Yahooが昭和30年代の古い地図の公開をはじめたり,過去と現在の空中写真が比べられる書籍を紹介したが,goo地図が東京23区の昭和30年代の空中写真を公開をはじめた。しかも無料で。
NTTレゾナントは19日、「goo 地図」において、昭和38年に東京23区で撮影された航空写真をスクロール地図上で無料公開した。翌39年開催の東京オリンピックに向けて建設中の代々木体育館や首都高速道路などの様子がわかるという。
というわけで早速goo 地図を訪れてみた。「古地図」というタブをクリックすることで,昭和38年の空中写真に切り替わる。当然モノクロである。昔の地図は古地図と呼ぶが,昔の空中写真=古地図というのはちょっと違和感がある。だが,考えてみると「古地図」のように,過去の空中写真を1つの単語で言い表す適切な言葉が無い。
ざっと古地図を眺めてみると,23区の周辺も含まれている。例えば,23区の南側は川崎市だが,武蔵小杉なども入っており,外側もある程度の範囲で含まれていることが分かった。東側では,浦安市の一部が含まれている。特に興味深いのは,東京ディズニーランドのあたり。
この図は,昭和38年空中写真と最新地図の比較である。ディズニーランド付近は昭和38年は埋め立て工事すらはじまっておらず,砂浜または海だったことがわかる。ディズニーランドの北側の住宅街も,砂浜だったようだ。他には,羽田空港も埋め立ての規模が全然違うのでおもしろい。
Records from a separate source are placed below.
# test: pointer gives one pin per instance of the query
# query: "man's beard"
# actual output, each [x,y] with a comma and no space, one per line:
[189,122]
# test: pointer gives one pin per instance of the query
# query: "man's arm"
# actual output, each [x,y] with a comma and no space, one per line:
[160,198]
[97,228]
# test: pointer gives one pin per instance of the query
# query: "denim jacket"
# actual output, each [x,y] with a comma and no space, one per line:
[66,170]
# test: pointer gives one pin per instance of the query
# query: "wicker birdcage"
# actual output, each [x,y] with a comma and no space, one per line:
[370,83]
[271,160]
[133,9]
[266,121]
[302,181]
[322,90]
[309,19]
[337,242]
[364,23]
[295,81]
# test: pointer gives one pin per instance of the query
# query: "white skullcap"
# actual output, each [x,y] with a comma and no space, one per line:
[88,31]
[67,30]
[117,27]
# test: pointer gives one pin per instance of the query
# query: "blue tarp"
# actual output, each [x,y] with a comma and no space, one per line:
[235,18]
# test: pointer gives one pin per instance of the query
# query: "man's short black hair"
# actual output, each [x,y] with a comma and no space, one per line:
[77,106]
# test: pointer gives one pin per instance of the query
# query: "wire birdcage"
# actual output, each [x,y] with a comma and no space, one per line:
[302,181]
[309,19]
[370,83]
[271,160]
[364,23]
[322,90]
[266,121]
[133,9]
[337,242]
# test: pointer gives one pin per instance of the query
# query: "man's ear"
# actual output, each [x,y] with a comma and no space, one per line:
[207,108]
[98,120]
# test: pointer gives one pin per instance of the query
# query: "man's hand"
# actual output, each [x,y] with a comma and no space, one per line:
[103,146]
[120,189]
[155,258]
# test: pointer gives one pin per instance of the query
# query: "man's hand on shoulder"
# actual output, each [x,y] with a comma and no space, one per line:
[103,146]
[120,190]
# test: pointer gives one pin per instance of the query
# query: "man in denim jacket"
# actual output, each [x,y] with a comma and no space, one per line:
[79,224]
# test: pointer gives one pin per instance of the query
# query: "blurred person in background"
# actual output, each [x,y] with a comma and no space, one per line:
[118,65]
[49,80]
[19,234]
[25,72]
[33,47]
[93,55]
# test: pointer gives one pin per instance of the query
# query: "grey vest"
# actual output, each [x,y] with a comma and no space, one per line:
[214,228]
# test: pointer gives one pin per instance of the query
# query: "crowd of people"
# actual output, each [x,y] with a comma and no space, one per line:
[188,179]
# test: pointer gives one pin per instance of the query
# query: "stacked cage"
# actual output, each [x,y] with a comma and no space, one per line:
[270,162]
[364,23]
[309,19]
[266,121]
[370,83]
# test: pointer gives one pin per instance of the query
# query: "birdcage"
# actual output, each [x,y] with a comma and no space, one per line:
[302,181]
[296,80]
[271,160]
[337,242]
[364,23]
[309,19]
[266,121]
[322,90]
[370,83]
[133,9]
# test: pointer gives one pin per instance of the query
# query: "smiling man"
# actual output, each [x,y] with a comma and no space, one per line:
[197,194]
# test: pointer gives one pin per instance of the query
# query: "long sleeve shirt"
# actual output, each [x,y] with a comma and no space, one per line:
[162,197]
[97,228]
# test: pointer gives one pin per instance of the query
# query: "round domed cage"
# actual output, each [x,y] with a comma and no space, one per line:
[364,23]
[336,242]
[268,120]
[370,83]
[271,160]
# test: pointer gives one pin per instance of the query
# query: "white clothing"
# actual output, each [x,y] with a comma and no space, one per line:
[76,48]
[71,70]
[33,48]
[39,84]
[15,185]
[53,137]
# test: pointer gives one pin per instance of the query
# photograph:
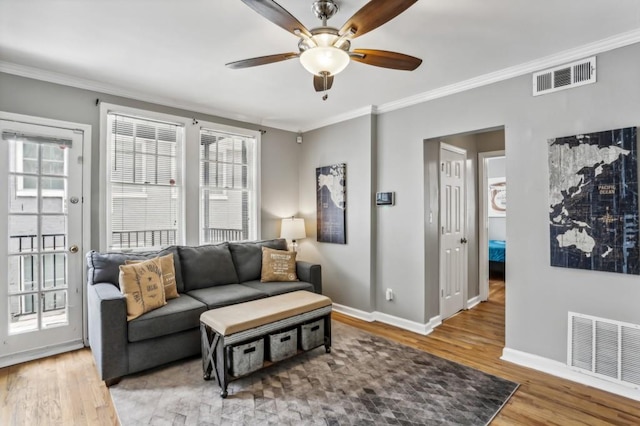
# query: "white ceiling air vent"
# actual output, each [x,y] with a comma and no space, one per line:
[565,76]
[605,348]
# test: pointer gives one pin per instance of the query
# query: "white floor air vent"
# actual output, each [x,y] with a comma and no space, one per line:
[565,76]
[605,348]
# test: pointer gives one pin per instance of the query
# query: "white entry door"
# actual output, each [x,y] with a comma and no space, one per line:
[41,256]
[453,253]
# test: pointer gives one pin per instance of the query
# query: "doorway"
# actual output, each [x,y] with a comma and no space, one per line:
[45,207]
[453,253]
[492,218]
[474,143]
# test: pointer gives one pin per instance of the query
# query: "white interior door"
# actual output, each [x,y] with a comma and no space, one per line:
[453,253]
[41,254]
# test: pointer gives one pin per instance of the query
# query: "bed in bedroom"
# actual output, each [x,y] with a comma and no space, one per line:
[497,249]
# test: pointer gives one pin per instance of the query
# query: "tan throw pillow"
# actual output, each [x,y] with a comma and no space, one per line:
[278,265]
[142,285]
[168,275]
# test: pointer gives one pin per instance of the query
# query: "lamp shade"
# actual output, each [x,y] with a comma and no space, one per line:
[292,229]
[324,59]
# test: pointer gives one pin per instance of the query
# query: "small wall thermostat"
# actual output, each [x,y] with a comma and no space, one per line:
[385,198]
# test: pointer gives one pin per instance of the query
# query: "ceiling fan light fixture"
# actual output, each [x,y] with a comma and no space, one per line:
[326,59]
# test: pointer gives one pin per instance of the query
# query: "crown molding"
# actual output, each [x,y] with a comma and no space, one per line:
[570,55]
[360,112]
[590,49]
[109,89]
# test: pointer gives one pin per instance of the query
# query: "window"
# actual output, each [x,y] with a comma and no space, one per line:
[227,186]
[173,180]
[144,193]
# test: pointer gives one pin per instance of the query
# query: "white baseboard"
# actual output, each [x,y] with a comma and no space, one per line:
[405,324]
[352,312]
[21,357]
[562,370]
[471,303]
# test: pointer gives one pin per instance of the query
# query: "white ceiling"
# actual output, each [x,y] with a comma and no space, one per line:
[173,52]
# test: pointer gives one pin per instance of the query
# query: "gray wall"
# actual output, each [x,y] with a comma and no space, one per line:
[538,296]
[347,270]
[279,151]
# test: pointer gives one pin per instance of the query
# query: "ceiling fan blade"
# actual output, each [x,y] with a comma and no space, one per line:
[278,15]
[374,14]
[318,83]
[386,59]
[262,60]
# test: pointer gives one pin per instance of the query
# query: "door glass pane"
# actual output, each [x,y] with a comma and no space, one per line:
[20,200]
[54,195]
[54,230]
[23,313]
[23,233]
[23,273]
[54,308]
[54,270]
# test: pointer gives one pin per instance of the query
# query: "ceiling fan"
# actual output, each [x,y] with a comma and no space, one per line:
[325,51]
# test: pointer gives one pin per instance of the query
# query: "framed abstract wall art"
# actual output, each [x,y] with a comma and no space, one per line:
[331,204]
[497,197]
[593,196]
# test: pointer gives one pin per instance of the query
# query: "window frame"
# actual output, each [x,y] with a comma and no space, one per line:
[189,162]
[254,184]
[105,176]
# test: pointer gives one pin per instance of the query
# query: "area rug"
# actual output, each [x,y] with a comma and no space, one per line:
[365,380]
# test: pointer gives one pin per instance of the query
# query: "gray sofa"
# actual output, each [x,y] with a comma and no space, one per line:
[207,277]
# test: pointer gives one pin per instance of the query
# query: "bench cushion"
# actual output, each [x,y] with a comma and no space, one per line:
[177,315]
[279,287]
[223,295]
[236,318]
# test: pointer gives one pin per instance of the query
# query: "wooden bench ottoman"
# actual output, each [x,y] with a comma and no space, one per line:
[234,337]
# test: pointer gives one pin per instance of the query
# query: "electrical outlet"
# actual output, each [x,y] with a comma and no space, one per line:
[389,294]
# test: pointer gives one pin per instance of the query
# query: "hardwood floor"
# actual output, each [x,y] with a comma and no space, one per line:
[65,390]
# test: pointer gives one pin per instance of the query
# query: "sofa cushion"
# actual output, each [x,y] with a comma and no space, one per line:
[177,315]
[207,266]
[277,287]
[142,286]
[104,267]
[247,257]
[223,295]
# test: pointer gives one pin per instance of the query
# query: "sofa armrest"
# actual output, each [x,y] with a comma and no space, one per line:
[311,273]
[107,317]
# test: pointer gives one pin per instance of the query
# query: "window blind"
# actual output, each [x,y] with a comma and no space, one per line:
[145,189]
[227,189]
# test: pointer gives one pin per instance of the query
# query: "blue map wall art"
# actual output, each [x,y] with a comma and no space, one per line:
[593,194]
[331,203]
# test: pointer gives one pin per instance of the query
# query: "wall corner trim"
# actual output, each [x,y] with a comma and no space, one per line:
[352,312]
[559,369]
[416,327]
[471,303]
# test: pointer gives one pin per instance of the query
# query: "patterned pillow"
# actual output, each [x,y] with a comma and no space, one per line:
[168,275]
[142,285]
[278,265]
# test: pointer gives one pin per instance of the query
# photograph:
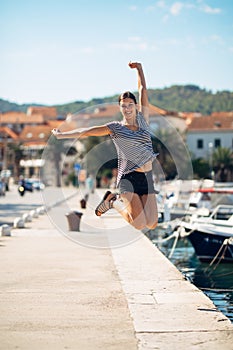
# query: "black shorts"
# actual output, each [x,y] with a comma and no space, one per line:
[137,182]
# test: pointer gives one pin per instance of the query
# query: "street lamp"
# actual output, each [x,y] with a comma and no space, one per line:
[211,159]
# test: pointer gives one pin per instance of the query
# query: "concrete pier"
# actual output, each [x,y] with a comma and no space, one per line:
[105,287]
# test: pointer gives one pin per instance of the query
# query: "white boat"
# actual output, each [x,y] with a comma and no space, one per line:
[211,236]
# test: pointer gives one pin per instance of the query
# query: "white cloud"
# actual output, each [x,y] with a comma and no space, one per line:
[133,8]
[161,4]
[176,8]
[211,10]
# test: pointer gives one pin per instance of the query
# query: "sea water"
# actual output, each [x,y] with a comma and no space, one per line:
[215,280]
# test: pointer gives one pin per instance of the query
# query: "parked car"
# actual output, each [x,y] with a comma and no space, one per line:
[36,184]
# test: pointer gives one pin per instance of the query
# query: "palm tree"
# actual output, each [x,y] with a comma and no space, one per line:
[173,154]
[222,159]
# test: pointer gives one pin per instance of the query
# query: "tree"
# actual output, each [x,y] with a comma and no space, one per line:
[222,159]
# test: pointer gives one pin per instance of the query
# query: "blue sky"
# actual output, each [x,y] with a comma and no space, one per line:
[59,51]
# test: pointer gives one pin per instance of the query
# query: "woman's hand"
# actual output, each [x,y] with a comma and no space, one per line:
[133,65]
[57,133]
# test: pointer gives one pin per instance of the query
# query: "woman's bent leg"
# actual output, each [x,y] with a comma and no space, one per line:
[150,210]
[131,208]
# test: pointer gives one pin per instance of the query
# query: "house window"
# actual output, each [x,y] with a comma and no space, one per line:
[217,143]
[200,143]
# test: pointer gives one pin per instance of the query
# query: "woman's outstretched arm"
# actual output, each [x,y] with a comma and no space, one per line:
[142,90]
[82,132]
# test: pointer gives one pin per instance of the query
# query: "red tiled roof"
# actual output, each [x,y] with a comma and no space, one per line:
[211,122]
[45,111]
[38,132]
[9,132]
[20,118]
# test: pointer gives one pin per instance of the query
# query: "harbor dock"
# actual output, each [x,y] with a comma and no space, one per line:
[105,286]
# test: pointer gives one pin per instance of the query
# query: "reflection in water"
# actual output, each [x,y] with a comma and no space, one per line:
[215,281]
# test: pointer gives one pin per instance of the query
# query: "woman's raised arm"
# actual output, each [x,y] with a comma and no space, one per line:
[101,130]
[142,90]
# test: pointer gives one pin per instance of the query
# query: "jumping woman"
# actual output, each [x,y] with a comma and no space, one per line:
[135,199]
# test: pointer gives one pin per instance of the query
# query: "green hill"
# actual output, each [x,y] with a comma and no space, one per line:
[185,98]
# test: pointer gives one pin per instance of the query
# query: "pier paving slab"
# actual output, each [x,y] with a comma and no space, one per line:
[105,287]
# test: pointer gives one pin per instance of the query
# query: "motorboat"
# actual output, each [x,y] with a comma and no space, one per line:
[211,236]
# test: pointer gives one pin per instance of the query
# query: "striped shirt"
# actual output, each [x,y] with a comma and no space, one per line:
[134,148]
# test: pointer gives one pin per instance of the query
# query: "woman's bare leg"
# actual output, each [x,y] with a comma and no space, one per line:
[150,210]
[131,208]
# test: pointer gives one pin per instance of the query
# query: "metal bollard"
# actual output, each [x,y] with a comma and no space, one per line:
[74,219]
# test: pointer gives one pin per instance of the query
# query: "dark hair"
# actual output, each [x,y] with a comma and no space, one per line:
[127,94]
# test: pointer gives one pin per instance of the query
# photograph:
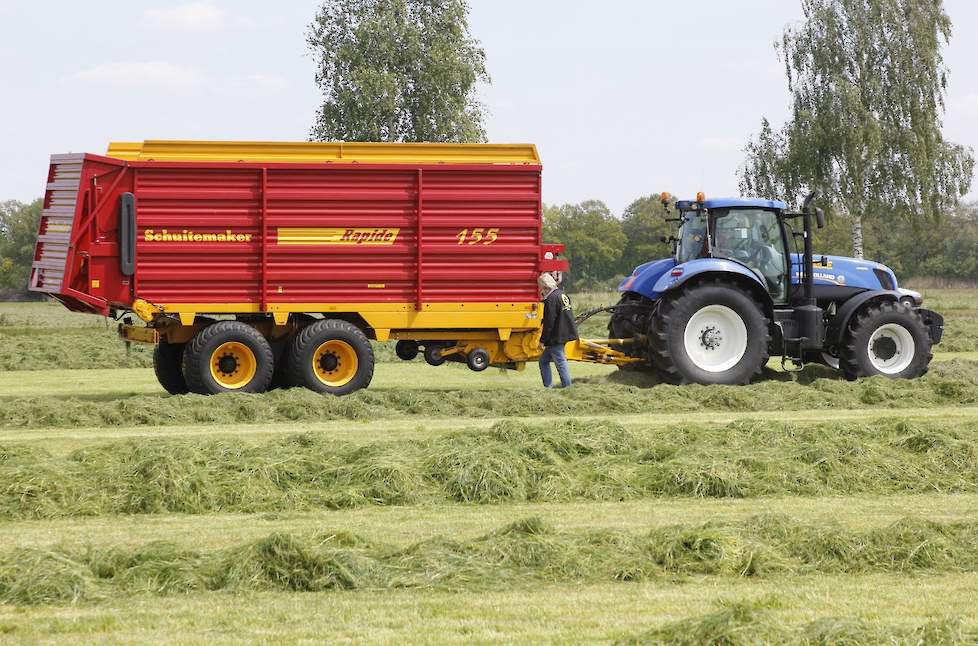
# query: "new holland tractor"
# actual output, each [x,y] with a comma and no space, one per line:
[737,291]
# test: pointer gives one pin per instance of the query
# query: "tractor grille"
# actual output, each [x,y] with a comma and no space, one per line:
[886,282]
[57,219]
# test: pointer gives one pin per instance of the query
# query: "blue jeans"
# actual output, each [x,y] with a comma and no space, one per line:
[556,354]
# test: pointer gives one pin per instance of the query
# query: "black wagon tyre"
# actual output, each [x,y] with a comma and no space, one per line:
[710,333]
[406,350]
[433,356]
[228,356]
[167,364]
[478,360]
[330,356]
[888,339]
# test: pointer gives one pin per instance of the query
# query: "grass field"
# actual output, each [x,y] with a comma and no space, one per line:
[442,505]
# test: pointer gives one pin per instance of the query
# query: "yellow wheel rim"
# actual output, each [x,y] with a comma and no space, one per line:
[335,363]
[233,365]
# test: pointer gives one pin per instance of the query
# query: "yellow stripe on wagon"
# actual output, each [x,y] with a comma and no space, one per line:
[383,237]
[305,152]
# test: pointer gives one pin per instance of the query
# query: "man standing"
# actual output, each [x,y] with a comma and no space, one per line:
[558,329]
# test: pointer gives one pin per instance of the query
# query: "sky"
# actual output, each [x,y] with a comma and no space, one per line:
[623,98]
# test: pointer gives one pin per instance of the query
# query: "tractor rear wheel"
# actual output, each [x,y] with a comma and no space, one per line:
[888,339]
[228,356]
[167,360]
[711,333]
[330,356]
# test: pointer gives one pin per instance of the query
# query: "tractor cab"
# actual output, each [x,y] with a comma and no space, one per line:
[748,232]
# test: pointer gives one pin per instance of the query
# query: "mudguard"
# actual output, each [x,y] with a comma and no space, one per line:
[840,321]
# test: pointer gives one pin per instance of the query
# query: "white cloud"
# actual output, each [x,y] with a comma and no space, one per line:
[190,15]
[141,75]
[253,85]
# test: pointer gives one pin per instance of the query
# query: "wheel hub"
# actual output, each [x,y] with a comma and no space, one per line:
[885,348]
[227,364]
[711,337]
[329,362]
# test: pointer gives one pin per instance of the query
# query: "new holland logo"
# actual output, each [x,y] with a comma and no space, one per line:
[338,236]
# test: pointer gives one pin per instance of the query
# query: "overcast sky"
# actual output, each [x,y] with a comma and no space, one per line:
[623,98]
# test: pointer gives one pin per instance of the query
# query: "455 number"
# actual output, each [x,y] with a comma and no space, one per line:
[485,236]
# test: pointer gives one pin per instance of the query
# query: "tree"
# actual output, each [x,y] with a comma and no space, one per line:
[18,233]
[592,238]
[397,70]
[868,82]
[643,224]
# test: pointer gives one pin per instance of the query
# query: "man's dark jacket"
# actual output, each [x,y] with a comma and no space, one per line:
[558,320]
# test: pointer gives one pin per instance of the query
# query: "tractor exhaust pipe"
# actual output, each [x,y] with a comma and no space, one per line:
[809,315]
[809,260]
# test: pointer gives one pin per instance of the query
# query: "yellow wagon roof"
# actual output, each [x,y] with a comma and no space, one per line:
[311,152]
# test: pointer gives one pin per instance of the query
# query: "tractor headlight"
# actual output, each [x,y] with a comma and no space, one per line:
[910,297]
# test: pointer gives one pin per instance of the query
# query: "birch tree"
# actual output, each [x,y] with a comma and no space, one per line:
[868,82]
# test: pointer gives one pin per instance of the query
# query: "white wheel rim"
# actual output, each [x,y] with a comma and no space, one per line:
[715,338]
[891,349]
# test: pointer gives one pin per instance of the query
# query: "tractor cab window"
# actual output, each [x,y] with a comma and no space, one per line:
[753,238]
[693,242]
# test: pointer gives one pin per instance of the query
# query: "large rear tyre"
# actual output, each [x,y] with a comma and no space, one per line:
[332,357]
[888,339]
[167,360]
[228,356]
[711,333]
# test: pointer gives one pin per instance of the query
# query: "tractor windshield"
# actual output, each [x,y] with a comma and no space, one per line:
[693,241]
[753,238]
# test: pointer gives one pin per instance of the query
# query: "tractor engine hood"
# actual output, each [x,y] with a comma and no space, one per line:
[644,277]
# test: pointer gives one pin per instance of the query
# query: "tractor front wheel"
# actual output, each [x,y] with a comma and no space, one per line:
[888,339]
[711,333]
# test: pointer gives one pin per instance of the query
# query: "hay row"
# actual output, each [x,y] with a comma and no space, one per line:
[525,552]
[754,623]
[510,462]
[948,384]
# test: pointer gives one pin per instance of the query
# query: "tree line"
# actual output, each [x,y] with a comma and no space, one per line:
[603,248]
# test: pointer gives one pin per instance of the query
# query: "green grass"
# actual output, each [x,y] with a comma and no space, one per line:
[526,552]
[446,506]
[599,613]
[509,463]
[40,336]
[406,524]
[953,383]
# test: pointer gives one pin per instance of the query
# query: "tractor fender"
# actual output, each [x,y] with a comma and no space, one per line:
[839,323]
[705,268]
[643,279]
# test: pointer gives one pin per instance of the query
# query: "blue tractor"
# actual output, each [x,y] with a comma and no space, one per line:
[737,291]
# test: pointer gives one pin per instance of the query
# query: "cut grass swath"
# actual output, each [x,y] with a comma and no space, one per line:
[510,462]
[525,552]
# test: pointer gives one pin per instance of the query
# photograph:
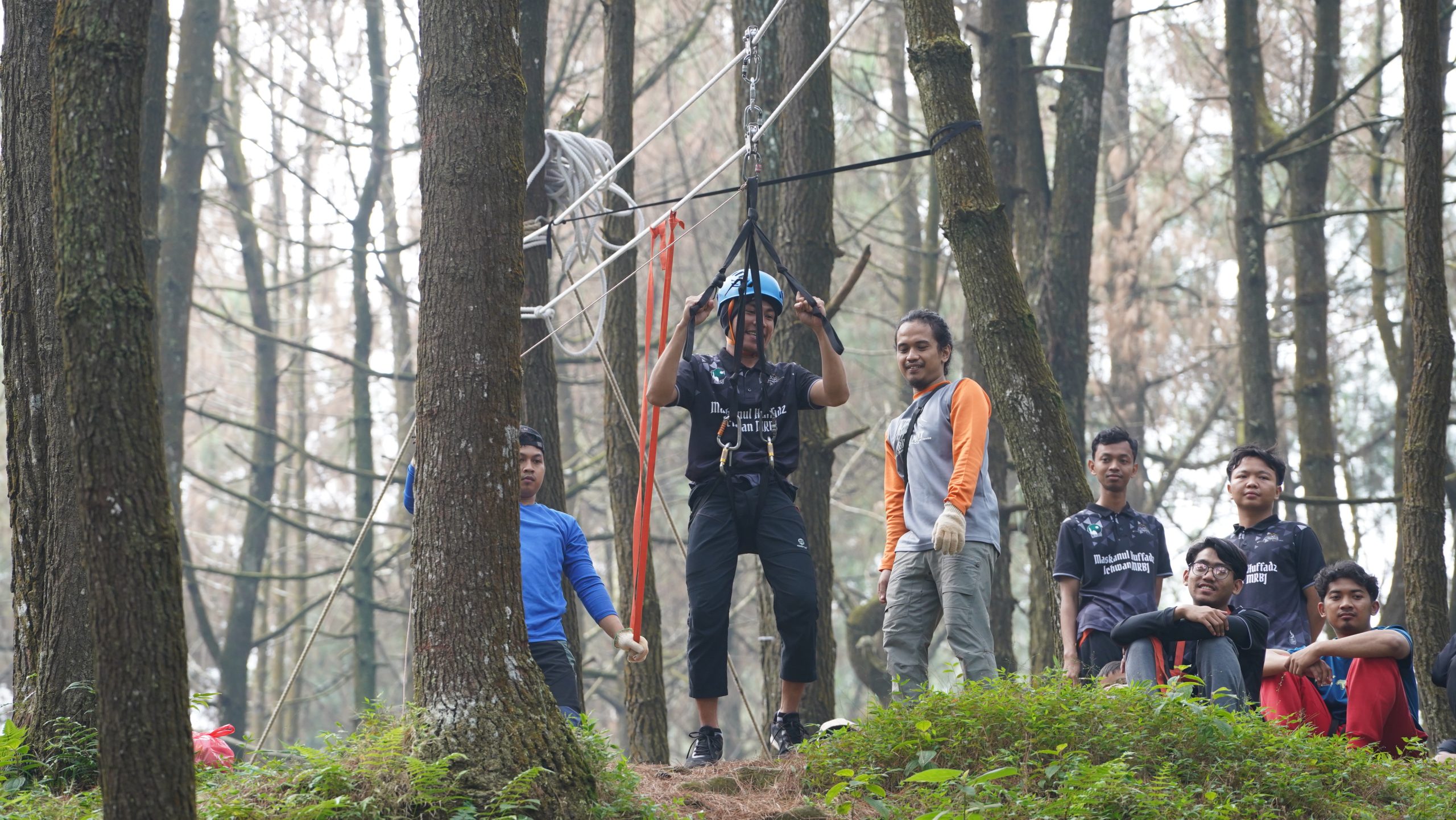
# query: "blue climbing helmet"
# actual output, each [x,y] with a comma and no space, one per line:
[742,285]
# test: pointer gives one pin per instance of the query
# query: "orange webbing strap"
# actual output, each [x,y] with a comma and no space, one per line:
[1161,660]
[647,423]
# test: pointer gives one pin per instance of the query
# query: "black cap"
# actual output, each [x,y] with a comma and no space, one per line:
[532,439]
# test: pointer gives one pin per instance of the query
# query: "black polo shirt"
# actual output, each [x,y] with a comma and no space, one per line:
[1283,561]
[769,398]
[1117,557]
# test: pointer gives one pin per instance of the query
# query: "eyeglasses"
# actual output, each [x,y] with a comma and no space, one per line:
[1218,571]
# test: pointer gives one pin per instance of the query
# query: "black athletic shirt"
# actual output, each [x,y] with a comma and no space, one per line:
[769,399]
[1283,561]
[1117,558]
[1248,629]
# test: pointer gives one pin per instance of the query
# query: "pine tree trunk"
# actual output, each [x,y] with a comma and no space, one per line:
[474,673]
[181,201]
[1246,69]
[1004,329]
[541,411]
[643,683]
[805,241]
[1123,303]
[903,178]
[1066,296]
[1423,517]
[177,223]
[366,666]
[154,129]
[238,643]
[1002,603]
[129,534]
[53,641]
[1309,174]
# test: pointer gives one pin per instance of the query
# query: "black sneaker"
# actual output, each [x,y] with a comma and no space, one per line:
[708,748]
[787,732]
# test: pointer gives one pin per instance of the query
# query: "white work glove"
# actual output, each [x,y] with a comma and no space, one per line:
[950,530]
[635,649]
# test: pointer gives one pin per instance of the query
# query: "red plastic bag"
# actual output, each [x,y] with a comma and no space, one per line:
[209,748]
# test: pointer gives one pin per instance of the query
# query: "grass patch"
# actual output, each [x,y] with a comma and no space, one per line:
[1007,749]
[369,774]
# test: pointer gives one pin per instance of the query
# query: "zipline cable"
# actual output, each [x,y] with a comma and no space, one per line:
[661,127]
[394,468]
[542,311]
[617,389]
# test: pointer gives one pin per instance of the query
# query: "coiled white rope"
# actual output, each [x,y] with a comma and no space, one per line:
[578,170]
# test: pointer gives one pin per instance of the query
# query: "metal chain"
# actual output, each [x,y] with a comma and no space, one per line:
[752,113]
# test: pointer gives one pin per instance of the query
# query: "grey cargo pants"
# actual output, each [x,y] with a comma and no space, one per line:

goo地図への要望としては,地図のウインドウを横に並べるようにして,過去の空中写真と最新の地図や空中写真を比較できるようなインターフェイスも作って欲しいことである。
なお,goo地図は上記Impressの記事によると,戦後間もない頃に撮影された米軍撮影の空中写真も,2008年4月以降に公開予定とのこと。これも期待できる。古い地図や空中写真の公開に関しては,gooがYahoo!よりもリードした形となった。
過去の地図や空中写真に関しては,
http://www.tagchan.net/blog/2007/11/post_56.html
http://www.tagchan.net/blog/2008/03/yahoo_old_map.html
http://www.tagchan.net/blog/2008/03/past_aerial_photo.html
で述べているように,積極的に公開していくべきであると主張してきたが,意外と早い時期に,誰でも容易に閲覧またはアクセスできる時期が到来しそうな予感がする。